O preço do barril de Brent ultrapassaram os 112 dólares, após os EUA e Israel terem bombardeado uma infraestrutura nuclear e várias fábricas de aço iranianas, em resposta aos ataques de Teerão a países do Golfo Pérsico. A ofensiva voltou a escalar horas depois de o Presidente dos EUA, Donald Trump, ter decidido adiar - mais uma vez - o prazo dado ao Irão para concordar em reabrir o estreito de Ormuz ou enfrentar novos ataques a toda a sua infraestrutura energética.
"O aumento da incerteza e as oscilações provocadas pelas notícias estão a levar os investidores a reduzir o risco, a recorrer mais a operações de cobertura e a restringir a liquidez", explica Mark Hackett, estratega-chefe de mercados da Nationwide, à Bloomberg. "Os mercados estão a reagir mais ao posicionamento e à volatilidade do que aos fundamentos do mercado", acrescenta ainda.
As promessas de um conflito com fim a curto prazo também já não parecem dar alento aos investidores. Esta sexta-feira, o secretário de Estado dos EUA, Marco Rubio, após uma reunião com os homólogos do G-7, afirmou que a maioria dos objetivos da ofensiva no Irão “estão adiantados” em relação ao previsto e que o conflito poderá terminar numa questão de “semanas, não meses”. Rubio terá falado na reunião num prazo de “duas a quatro semanas”, de acordo com o site Axios e o Channel 12 israelita.
Quanto mais prolongado for o conflito, mais sustentada será a subida dos preços do petróleo e maior será o impacto sentido na inflação.
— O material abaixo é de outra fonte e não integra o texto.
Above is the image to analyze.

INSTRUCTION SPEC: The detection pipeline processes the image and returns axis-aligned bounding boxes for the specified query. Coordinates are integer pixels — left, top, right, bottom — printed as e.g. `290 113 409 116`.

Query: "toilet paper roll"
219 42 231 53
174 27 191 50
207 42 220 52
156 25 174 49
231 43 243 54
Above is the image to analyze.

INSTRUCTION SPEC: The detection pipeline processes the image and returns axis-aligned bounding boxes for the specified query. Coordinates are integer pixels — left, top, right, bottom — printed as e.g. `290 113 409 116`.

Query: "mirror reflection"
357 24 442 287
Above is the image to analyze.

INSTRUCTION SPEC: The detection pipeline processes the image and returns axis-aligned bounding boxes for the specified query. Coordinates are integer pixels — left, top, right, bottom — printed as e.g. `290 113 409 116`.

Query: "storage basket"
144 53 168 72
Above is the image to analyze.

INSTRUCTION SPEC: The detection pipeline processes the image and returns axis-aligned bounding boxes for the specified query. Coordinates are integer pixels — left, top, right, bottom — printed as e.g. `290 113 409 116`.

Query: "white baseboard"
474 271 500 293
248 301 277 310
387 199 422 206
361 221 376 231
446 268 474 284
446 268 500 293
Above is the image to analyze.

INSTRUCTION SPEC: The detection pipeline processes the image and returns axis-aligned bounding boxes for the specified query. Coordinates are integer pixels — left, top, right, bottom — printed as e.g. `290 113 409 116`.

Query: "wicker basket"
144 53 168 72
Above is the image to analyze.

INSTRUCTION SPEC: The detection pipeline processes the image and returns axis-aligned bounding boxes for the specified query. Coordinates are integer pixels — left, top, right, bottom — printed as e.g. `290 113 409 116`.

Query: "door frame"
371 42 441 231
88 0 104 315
Neste novo paradigma, a Reserva Federal (Fed) norte-americana fica sem argumentos para continuar o ciclo de alívio das taxas de juro - e os seus membros já dão conta disso. Na quinta-feira, a governadora Lisa Cook afirmou que o aumento dos preços do petróleo alterou o equilíbrio dos riscos, tornando a inflação uma preocupação maior do que o emprego.
Entre as principais movimentações do mercado, as ações da AstraZeneca cotadas nos EUA saltaram 2,74% para 188,42 dólares, após o seu medicamento experimental ter conseguido, num estudo, reduzir significativamente os impactos da doença pulmonar obstrutiva crónica. Já a Tripadvisor acelerou 1,61% para 10,11 dólares, depois de o Bank of America ter subido a recomendação de "manter" para "comprar", citando um aumento das opções estratégicas em todo o portefólio e maior envolvimento dos investidores ativistas.